Compression is a crucial solution for data reduction in modern scientific applications due to the exponential growth of data from simulations, experiments, and observations. Compression with progressive retrieval capability allows users to access coarse approximations of data quickly and then incrementally refine these approximations to higher fidelity. Existing progressive compression solutions suffer from low reduction ratios or high operation costs, effectively undermining the approach's benefits. In this paper, we propose the first-ever interpolation-based progressive lossy compression solution that has both high reduction ratios and low operation costs. The interpolation-based algorithm has been verified as one of the best for scientific data reduction, but previously no effort exists to make it support progressive retrieval. Our contributions are three-fold: (1) We thoroughly analyze the error characteristics of the interpolation algorithm and propose our solution IPComp with multi-level bitplane and predictive coding. (2) We derive optimized strategies toward minimum data retrieval under different fidelity levels indicated by users through error bounds and bitrates. (3) We evaluate the proposed solution using six real-world datasets from four diverse domains. Experimental results demonstrate our solution archives up to $487\%$ higher compression ratios and $698\%$ faster speed than other state-of-the-art progressive compressors, and reduces the data volume for retrieval by up to $83\%$ compared to baselines under the same error bound, and reduces the error by up to $99\%$ under the same bitrate.
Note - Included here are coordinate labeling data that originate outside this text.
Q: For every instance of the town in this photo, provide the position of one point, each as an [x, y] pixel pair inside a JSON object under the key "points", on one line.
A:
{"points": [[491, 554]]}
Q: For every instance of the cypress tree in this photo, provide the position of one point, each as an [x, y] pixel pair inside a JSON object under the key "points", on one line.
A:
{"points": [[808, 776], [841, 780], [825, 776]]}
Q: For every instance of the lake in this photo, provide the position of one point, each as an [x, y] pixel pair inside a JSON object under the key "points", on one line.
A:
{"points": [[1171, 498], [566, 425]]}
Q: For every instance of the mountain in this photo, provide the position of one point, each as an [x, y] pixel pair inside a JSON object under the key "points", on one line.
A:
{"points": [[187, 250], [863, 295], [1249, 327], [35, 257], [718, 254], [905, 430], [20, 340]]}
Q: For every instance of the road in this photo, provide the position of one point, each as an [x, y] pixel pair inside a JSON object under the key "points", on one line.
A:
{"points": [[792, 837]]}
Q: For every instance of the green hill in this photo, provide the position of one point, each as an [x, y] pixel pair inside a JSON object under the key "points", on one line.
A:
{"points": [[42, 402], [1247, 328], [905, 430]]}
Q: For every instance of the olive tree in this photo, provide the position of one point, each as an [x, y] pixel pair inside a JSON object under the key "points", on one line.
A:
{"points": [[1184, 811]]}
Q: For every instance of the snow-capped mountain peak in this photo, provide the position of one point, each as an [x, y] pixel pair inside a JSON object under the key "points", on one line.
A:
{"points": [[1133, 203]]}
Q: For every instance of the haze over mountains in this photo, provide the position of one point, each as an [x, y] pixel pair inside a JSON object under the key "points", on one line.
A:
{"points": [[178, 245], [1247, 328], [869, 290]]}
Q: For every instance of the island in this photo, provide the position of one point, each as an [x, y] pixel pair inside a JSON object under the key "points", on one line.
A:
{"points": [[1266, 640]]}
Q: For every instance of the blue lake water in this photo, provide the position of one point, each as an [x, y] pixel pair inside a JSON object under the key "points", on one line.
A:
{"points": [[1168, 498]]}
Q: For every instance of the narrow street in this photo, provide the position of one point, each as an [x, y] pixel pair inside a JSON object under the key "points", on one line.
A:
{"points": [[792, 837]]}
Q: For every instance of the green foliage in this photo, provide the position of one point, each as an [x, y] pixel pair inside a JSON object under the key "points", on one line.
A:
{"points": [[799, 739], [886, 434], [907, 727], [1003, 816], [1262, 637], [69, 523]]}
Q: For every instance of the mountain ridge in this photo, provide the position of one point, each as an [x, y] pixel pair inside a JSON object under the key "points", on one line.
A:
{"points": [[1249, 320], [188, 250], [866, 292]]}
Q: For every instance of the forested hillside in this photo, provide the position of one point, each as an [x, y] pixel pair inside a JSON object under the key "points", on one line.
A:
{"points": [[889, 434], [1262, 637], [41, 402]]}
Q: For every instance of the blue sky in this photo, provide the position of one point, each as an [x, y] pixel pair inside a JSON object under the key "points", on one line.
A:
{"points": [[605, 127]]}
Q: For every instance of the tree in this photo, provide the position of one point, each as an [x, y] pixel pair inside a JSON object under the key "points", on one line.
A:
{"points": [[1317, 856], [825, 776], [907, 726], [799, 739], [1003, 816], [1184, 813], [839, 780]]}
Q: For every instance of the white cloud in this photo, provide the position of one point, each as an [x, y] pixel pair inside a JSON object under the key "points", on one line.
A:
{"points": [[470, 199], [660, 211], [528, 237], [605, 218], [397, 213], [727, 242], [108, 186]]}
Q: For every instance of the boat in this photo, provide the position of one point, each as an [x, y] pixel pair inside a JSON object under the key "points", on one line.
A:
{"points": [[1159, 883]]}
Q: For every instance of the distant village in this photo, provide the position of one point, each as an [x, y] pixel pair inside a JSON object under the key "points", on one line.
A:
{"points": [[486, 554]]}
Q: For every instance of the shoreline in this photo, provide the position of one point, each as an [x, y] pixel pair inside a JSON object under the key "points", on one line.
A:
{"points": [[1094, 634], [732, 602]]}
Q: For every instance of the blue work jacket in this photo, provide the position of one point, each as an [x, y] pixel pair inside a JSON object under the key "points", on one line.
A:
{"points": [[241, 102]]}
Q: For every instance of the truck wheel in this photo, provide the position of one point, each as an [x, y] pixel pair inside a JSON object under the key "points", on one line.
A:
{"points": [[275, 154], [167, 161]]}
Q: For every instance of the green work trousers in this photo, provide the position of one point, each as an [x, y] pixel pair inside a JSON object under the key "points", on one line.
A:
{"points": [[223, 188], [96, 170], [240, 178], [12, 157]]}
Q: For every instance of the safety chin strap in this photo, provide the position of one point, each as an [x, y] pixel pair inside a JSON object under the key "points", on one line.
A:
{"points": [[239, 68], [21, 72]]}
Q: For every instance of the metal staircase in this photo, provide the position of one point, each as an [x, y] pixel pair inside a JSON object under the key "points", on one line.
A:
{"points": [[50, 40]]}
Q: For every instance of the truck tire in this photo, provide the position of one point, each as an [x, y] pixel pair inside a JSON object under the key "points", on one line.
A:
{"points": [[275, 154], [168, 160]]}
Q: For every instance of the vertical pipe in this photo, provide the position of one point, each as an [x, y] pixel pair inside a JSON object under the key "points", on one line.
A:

翻译：压缩是现代科学应用中数据缩减的关键解决方案，因为来自模拟、实验和观测的数据呈指数级增长。具有渐进式检索能力的压缩允许用户快速访问数据的粗略近似，然后逐步将这些近似细化至更高保真度。现有的渐进式压缩解决方案存在缩减率低或操作成本高的问题，这实际上削弱了该方法的优势。在本文中，我们提出了首个基于插值的渐进式有损压缩解决方案，该方案同时具有高缩减率和低操作成本。基于插值的算法已被验证是科学数据缩减的最佳方法之一，但此前尚未有努力使其支持渐进式检索。我们的贡献有三方面：(1) 我们深入分析了插值算法的误差特性，并提出了采用多级比特平面和预测编码的解决方案IPComp。(2) 我们推导了针对用户通过误差界和比特率指定的不同保真度级别下最小数据检索的优化策略。(3) 我们使用来自四个不同领域的六个真实世界数据集评估了所提出的解决方案。实验结果表明，与其他最先进的渐进式压缩器相比，我们的解决方案实现了高达$487\%$的更高压缩比和$698\%$的更快速度；在相同误差界下，与基线相比，检索数据量减少了高达$83\%$；在相同比特率下，误差减少了高达$99\%$。